For fun, I guess, I Googled “Prisoner 109104.” Somehow the first word, ‘prisoner’ was ignored and the focus was on the number. The various iterations came up with the top search results being that earlier this year the the Oklahoma City Thunder beat the New Orleans Pelicans by the score of 109 to 104.
I was hoping to find a result
pointing to Viktor Frankl. He was a psychologist who lived from 1905-1997. He was a prisoner in the German concentration camp system (he was moved around a few times) until he was liberated by Allied forces in 1945 (most of his family, including his wife, were not so fortunate). He served as a physician and as a specialist in “psychohygiene” to help prisoners deal with their shock and grief.
After the war he wrote of his experiences. In his time in one of the more horrible and unjust settings one could imagine, he noted those prisoners who thrived and those who faded. He recognized that people who felt they had something to live for did better than those who did not. Out of this came his most famous book, “Man’s Search for Meaning.”
In his later psychological work, Frankl was known to often ask his clients an interesting question. The question was:
WHY DO YOU NOT COMMIT SUICIDE?
That sounds a bit harsh, and arguably it may be a bit too direct to be appropriate for most. However, written text fails in that it misses the context of the question, the body language, and voice intonation. It also does not take into account that it was spoken by a man who lived in a place with seemingly NO HOPE, and yet did not succomb to that hopelessness.
It is a good question. I went through a time of deep sadness many years ago, perhaps even (undiagnosed) clinical depression, where I thought about ending my life. Why did I not? As a Christian it might be tempting to say that it was because of God. If I was from a different religious tradition within Christianity, I may have thought not to end things because of fear of hellfire. But I did not, because I did not believe that. If God damned us for wasting the gift of life, all of us could be found guilty to a greater or lesser extent. Much of our lives are wasted. God’s forgiveness to those who trust in Him is beyond our imagining.
It was that same trust that meant that I knew God’s love to be with me even if I disappointed Him. God WAS the reason that I knew that my time of sadness would eventually pass. I was not in free-fall without a safety net to catch me. So God was part of the reason that I kept going… but was not the only reason, and maybe not even the main reason.

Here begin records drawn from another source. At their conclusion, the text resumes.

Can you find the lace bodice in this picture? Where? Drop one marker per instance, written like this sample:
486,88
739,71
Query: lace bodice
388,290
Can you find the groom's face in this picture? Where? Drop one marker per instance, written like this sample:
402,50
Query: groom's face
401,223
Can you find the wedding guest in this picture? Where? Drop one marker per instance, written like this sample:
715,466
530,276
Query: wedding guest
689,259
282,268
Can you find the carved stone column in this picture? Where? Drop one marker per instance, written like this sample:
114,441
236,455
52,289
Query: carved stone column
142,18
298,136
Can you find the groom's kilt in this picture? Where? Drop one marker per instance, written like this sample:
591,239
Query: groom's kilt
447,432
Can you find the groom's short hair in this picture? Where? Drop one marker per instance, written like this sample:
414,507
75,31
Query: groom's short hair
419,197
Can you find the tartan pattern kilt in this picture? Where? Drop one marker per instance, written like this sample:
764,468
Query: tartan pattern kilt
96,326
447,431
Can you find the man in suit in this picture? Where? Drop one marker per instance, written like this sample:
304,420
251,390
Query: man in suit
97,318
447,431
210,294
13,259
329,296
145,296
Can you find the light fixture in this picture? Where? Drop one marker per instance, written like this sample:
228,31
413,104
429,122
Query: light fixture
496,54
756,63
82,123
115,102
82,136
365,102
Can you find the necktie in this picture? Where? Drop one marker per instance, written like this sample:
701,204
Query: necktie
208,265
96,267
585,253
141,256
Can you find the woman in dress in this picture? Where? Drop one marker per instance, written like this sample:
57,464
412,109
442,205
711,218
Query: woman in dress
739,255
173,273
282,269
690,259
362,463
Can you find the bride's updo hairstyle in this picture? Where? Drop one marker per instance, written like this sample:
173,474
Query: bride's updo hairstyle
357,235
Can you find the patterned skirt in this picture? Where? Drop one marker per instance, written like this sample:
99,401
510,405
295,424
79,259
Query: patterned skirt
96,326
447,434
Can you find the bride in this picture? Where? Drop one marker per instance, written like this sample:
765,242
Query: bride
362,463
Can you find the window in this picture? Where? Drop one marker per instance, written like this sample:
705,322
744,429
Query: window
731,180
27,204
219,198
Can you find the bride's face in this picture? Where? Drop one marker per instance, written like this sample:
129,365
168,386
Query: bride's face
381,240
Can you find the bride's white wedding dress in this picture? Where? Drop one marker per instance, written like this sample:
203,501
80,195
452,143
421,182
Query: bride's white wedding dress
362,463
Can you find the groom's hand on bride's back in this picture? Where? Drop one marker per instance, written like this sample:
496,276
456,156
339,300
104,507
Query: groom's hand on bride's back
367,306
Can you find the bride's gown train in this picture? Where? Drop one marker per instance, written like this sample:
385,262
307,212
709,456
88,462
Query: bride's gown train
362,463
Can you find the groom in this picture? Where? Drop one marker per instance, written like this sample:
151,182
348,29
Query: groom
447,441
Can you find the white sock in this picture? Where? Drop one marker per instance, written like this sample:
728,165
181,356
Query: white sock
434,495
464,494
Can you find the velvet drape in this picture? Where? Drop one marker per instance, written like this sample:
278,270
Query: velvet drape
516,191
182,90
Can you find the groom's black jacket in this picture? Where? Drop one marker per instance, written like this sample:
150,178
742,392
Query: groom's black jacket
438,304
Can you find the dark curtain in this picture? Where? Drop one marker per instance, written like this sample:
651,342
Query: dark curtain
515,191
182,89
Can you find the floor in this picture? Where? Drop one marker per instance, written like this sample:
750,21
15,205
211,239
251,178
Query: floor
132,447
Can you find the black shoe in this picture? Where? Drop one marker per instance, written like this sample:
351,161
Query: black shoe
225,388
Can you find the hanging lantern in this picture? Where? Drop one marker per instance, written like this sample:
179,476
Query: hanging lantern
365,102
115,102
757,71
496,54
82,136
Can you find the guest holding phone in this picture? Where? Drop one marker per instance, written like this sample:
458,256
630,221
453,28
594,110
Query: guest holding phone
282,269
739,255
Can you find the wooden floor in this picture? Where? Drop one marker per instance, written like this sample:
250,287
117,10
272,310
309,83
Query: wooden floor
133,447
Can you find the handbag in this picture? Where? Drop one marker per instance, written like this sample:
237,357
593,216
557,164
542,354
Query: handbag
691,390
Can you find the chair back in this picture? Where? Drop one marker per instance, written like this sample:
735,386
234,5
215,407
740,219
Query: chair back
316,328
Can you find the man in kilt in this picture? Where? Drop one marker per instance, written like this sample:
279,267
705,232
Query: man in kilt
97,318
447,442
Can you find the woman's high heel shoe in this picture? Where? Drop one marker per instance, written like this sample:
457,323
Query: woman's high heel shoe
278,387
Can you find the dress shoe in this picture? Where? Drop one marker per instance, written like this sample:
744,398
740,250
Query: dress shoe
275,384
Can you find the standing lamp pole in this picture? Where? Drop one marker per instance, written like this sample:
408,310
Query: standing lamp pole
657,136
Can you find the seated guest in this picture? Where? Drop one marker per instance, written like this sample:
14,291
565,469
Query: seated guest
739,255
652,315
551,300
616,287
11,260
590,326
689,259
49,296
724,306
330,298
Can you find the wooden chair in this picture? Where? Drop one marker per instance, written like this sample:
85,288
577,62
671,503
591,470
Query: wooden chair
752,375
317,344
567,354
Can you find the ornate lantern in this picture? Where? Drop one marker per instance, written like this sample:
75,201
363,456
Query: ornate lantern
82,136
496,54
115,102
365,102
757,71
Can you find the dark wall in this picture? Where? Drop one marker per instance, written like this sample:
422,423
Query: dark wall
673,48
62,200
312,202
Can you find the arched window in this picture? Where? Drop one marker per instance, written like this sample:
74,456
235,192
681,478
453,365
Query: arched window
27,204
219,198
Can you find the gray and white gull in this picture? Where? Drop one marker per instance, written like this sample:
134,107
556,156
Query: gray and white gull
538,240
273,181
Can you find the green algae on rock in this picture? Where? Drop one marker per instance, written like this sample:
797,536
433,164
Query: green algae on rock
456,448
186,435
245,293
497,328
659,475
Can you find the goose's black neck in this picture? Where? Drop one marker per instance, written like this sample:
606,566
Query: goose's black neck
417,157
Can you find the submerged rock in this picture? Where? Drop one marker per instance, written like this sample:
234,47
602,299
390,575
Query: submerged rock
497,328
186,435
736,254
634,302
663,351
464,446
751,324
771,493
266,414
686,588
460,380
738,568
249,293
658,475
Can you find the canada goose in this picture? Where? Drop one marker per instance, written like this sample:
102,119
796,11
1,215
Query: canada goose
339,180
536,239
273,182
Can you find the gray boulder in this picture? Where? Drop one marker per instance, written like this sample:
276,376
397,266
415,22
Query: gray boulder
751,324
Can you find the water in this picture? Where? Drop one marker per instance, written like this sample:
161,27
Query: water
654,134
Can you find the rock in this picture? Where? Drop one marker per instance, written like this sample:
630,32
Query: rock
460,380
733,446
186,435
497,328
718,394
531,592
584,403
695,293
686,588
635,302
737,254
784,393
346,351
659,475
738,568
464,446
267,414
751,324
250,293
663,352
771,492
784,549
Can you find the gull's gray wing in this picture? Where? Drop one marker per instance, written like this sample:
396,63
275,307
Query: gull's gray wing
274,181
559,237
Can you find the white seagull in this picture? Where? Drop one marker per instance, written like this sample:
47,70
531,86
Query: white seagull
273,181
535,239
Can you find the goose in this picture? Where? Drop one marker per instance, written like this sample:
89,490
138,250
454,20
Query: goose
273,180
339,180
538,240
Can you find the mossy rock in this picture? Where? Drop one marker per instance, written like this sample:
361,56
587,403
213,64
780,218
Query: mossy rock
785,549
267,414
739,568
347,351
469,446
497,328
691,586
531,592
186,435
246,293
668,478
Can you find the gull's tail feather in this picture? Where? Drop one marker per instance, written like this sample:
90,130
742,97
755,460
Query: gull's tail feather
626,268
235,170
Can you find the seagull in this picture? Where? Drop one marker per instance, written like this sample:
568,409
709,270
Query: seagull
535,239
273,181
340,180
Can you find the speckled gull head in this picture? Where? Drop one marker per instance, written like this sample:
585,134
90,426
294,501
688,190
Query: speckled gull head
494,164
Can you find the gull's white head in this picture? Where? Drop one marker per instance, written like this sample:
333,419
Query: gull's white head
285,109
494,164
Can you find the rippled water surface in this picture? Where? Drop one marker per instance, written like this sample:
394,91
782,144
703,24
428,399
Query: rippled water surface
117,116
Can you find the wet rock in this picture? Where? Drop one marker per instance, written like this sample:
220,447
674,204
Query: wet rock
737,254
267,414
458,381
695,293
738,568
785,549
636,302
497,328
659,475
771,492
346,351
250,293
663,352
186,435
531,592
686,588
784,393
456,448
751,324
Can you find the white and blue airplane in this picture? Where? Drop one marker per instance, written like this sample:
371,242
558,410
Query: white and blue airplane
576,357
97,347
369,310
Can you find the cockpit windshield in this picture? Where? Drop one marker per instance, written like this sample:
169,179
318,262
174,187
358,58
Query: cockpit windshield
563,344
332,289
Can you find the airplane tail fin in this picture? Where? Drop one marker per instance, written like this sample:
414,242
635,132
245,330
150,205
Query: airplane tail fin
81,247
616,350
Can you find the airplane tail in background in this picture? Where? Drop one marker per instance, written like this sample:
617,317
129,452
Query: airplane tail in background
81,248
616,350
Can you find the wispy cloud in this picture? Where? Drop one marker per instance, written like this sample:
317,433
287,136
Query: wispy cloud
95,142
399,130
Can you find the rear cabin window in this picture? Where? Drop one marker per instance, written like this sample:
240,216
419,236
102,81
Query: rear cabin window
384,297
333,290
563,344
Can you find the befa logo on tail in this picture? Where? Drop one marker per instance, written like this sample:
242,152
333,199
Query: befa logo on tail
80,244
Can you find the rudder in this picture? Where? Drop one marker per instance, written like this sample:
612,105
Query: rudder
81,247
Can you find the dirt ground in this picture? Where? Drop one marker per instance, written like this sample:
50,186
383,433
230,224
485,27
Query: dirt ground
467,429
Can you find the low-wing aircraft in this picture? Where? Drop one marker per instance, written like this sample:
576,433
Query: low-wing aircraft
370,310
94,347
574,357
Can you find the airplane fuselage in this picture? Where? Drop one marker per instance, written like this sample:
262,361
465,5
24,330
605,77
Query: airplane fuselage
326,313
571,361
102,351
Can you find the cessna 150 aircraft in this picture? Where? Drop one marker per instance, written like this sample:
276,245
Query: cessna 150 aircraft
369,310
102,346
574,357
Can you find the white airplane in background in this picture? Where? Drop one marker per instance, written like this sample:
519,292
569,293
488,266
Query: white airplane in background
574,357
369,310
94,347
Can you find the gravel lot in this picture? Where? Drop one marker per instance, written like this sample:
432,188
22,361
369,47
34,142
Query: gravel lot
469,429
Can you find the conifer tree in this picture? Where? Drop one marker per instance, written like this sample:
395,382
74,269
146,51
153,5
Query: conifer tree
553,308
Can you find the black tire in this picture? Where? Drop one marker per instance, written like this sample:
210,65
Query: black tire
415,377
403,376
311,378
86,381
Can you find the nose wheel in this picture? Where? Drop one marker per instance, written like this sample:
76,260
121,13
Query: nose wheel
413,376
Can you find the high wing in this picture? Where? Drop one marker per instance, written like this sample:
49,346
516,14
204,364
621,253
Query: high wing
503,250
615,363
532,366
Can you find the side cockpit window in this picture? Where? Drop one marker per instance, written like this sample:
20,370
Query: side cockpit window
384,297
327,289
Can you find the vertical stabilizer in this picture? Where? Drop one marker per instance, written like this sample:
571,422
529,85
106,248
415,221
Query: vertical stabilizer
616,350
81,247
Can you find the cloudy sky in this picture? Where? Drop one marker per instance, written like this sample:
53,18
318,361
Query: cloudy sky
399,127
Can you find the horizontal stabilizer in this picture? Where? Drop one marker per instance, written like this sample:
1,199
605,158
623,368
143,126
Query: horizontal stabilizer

What kept me enduring was family. I knew that there was nothing I could say and nothing I could write that would make this okay with my parents. (This was before I was married.) To take my life would have been a monstrous evil– burden– to place on them. I could not do that.
Some say suicide is selfish. In a way it is— but it is also a failure to recognize a greater meaning or purpose that transcends the momentare feelings of hopelessness.
I suppose that is part of the reason I love the book of Ecclesiastes. It honestly addresses the issues of meaning and hopelessness. I have heard many say that Ecclesiastes has two sections— a Wrong View section (most of the book) and a Right View section (the very end of the book). It sometimes makes me wonder if these people have actually read the book. It honestly addresses the mistaken purposes or hopes that people base their lives on, whether it be on popularity, power, pleasure, wealth or other things. Addressing the vain-ness of these pursuits is thoroughly accurate. They are indeed chasing after the wind.
Integrated into the entire sermon, not just the final two verses, are two answers that the writer wants us to take away from it:
1. Fear God (and in so doing keep His commandments)
2. Find joys in the seemingly meaningless thing that constitutes one’s life.
We live in a time when more and more people question having a purpose in life worth living for. According to Befrienders Worldwide (https://www.befrienders.org/suicide-statistics), suicide rates have increased 60% over the last 45 years. Considering that world population has also increased greatly during the same period, there is clearly a huge increase in actual suicides. The World Health Organization estimates that by 2020, a suicide will occur once every 20 seconds. Since there is about 20 attempted suicides for each “successful” one, I guess that means that by 2020 there will be approximately one suicide attempt every second (nearing 100,000 attempts a day, and over 30,000,000 per year).
As Christians, the hope and purpose that we have for the people of the world is NOT cool and uplifting songs. It is not Christian self-help. We have revelation of God (our Creator, our Designer) of both His benevolent intent for us eternally, and His desire to give us both joy and meaning now. We also have socialization— family— of a community of faith that contrasts the growing alienation in the world. We, as the church, should not underestimate this.
I would not be as blunt as Viktor Frankl in asking “Why do you not commit suicide?” but it is still a good question.